Several women -- too afraid to step outside -– instead protested in their homes in the cities of Kabul, Bamiyan and Mazar-i-Sharif, in images posted to social media.

"Norway has invited criminals and terrorists who have no respect for women's rights and human rights," an activist from Bamiyan who asked not to be identified told AFP.

"They (the Taliban) are against women and humanity and they do not believe in freedom of speech."

Another activist in the city said women were concerned their rights would be "traded behind closed doors" in Oslo.

The Taliban have promised a softer rule than their last stint in power between 1996 and 2001 when women were banned from leaving the house without a male chaperone and forced to wear the all-covering burqa.

Many women, however, remain deeply mistrustful and afraid of the new government.
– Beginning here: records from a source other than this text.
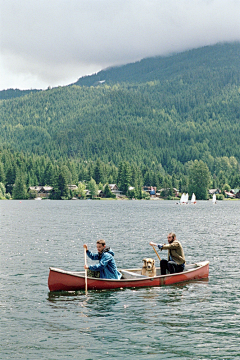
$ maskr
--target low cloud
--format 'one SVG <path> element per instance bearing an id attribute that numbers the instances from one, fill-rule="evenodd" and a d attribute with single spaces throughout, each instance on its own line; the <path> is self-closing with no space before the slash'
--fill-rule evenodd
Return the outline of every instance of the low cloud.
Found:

Women's rights improved slightly over the past 20 years in the patriarchal Muslim nation, but the gains were mainly limited to cities.
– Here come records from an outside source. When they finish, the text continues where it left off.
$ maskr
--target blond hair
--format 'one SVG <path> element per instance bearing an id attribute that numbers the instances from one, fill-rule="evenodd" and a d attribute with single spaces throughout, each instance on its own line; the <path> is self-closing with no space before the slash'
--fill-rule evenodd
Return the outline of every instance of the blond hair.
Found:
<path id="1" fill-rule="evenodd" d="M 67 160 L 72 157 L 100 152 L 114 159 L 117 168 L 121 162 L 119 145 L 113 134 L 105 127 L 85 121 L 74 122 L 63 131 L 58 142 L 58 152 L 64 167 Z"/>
Last week, women activists said two of their comrades, Tamana Zaryabi Paryani and Parwana Ibrahimkhel, were seized from their homes in Kabul after taking part in a demonstration.

The Taliban have denied any involvement.

- Isolated from talks -


Some Afghans argue that engaging with the Taliban is necessary to save the country from collapse, with millions suffering from hunger.

Afghanistan's humanitarian situation has deteriorated drastically since August when the Taliban stormed back to power 20 years after being toppled.

International aid came to a halt, worsening the plight of millions of people already hungry after several severe droughts.

No country has yet recognised the new government, and Norwegian Foreign Minister Anniken Huitfeldt stressed the talks would "not represent a legitimisation or recognition of the Taliban".

During the first day of talks on Sunday -- aimed at addressing the deepening humanitarian crisis -- the Taliban met with Afghan civil society members, including women activists and journalists flown in from Kabul.

Women's rights campaigners took part in previous negotiations between the Taliban and the United States leading to a deal in Doha in 2020 that ultimately failed to stop the militants seizing control of Afghanistan.

Hoda Khamosh, a women's rights defender who was invited from Kabul to the Oslo talks, warned the West that by "remaining silent or tolerating the Taliban, you are partly responsible for these crimes".

Mahbouba Seraj, who also took part in the discussions, said she was "hopeful" and the Taliban had "acknowledged and heard us" during the talks.

But many feel isolated from the meeting, held in a high-end hilltop hotel.

"As a protester seeking the rights of women in Afghanistan, facing street fights with the Taliban in Kabul... (these women) cannot represent us in the Oslo summit," said one woman in a news clip posted to social media.